Avi Bender, chief technology officer for the U.S. Census Bureau, agreed. It also involves a fundamental understanding of “who we’re serving in the public,” he said. Understanding your customers is crucial to driving innovation, he added.
Like a lot of things in government, that’s a bigger task than it appears. The Census Bureau not only collects the statistical pulse of the nation, it also provides data collection services behind the scenes for many other federal agencies.
“If you’re trying to find better ways of collecting, processing and disseminating information, ultimately, you’d like to have a good API to deliver that [information] to the public,” and then reverse-engineer that all the way back to the source of the data, he said.
But IT leaders also need to think about “key catalysts for change — three or four very strategic initiatives … that connect all the dots,” he said. One strategic area Bender is focusing on in particular that supports continuous delivery is segment architecture.
“Segment architecture sounds technical, but it’s not. It actually looks at security and data and cultural issues; it requires subject matter experts … and engaging internal and external customers,” and ultimately “how we integrate systems in a much more agile approach.”
Johnson told FedScoop during a break in the discussion that moving to agile development in biweekly sprints has actually helped the FBI as a whole as its post-9/11 mission shifted, and the need for case management tools gave way to a greater need for intelligence operations.
The FBI can now process and analyze eight times the volume of intelligence documents the agency was able to handle just last fall, he said.
At the same, the automated processes now in place to handle that volume also bring greater transparency in how FBI data is used, he said, insisting that privacy and data analysis aren’t a zero-sum balance.
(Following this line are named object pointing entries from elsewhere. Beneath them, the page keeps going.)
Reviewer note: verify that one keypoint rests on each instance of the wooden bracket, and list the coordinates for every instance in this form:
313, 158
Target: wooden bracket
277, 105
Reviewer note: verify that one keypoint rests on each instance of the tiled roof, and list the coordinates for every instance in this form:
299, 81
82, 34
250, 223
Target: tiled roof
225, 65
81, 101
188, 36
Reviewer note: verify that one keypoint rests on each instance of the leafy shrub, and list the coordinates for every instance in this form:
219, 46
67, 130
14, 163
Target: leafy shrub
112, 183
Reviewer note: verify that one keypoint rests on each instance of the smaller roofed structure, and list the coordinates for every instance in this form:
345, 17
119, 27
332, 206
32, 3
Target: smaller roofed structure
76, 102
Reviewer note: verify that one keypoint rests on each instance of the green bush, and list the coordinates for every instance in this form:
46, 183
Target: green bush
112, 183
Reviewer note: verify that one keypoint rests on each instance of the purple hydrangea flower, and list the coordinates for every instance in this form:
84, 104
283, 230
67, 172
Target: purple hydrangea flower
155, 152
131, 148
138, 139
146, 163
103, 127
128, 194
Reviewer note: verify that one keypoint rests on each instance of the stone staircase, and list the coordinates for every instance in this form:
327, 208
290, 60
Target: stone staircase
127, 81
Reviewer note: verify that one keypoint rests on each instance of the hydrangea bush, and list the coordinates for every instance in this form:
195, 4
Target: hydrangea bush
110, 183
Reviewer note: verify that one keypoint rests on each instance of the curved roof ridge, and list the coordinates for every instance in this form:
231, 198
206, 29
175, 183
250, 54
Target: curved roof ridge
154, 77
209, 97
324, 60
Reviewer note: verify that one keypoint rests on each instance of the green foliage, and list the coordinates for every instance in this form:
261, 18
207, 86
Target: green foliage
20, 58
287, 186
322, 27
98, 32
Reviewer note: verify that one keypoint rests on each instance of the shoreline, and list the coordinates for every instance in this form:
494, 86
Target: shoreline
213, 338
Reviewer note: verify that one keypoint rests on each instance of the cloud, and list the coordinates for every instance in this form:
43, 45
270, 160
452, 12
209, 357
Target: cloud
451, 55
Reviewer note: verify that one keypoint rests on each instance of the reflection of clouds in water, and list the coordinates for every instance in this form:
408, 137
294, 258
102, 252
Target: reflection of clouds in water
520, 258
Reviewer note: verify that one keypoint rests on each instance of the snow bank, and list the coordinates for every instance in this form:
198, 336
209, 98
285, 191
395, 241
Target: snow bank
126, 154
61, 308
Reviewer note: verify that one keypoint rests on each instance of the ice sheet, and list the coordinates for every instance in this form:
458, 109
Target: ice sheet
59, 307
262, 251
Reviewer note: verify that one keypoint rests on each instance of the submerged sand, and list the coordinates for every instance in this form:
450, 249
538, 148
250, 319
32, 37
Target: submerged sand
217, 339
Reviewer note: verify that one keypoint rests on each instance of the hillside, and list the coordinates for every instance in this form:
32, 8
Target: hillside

It’s possible to improve both, he said.
“If there is magic in [agile and continuous delivery]” Johnson said, returning to the stage, “it’s because we’ve enabled the entire workforce to bring their talents to the table … and collaborate in a meaningful timeframe,” Johnson said.
“We don’t think well about delivering something six years into the future. I haven’t been in a job for six years! Six years is a long time. Six months can be a long time. When the cycle times get that long, we fall into old, bad habits of spending our time writing documents in a silo,” he said.
Johnson doesn’t diminish the importance of planning, recalling former President Dwight Eisenhower’s famous line: “In preparing for battle I have always found that plans are useless, but planning is indispensable. ”
But continuous feedback and responsiveness ultimately changes the way organizations, not just IT departments, need to operate — by forcing “you to make a better decision today,” he said.